7. Bütün hayvanlar eşittir.
Bu emirlerde her şey çok güzel gözükse de belli bir süre sonra çiftliğin kuralı “Bütün hayvanlar eşittir ama bazıları daha eşittir.” Şekline dönüşür. Hayvanlar büyük beklentilerle gerçekleştirdiği
devrim bir süre sonra domuzların egomanyasına dönüşür. Asla değiştirilmeyecek olan bu emirler değiştirilir. En acısı da diğer hayvanlar eski kuralları hatırlamayıp değiştirildiğini fark edemezler, etseler bile seslerini çıkaramazlardı. Artık herkes Napoleon ne derse doğrudur demeye başlar.

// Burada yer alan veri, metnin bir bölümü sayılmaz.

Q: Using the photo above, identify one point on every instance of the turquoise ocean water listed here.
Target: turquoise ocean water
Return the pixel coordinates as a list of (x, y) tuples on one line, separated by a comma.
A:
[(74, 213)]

Hayvan çiftliği ustalıkla yazılmış, beni etkileyen bir eserdi. Sosyalizmi, komünizmi eleştirmenin yanında günümüzdeki sistemlerdeki bazı şeylerin gözünüze çarptığını göreceksiniz. Bir günde bitebileceğiniz (ben iki günde bitirdim) akıcı, hiç sıkılmadan okuyabileceğiniz bir başyapıt. Kapağından ve içindeki resimlerden dolayı çocuk kitabı gibi görünse de hiç de öyle değil. Mutlaka okumanızı tavsiye ederim.
Bunu beğen:
Beğen Yükleniyor...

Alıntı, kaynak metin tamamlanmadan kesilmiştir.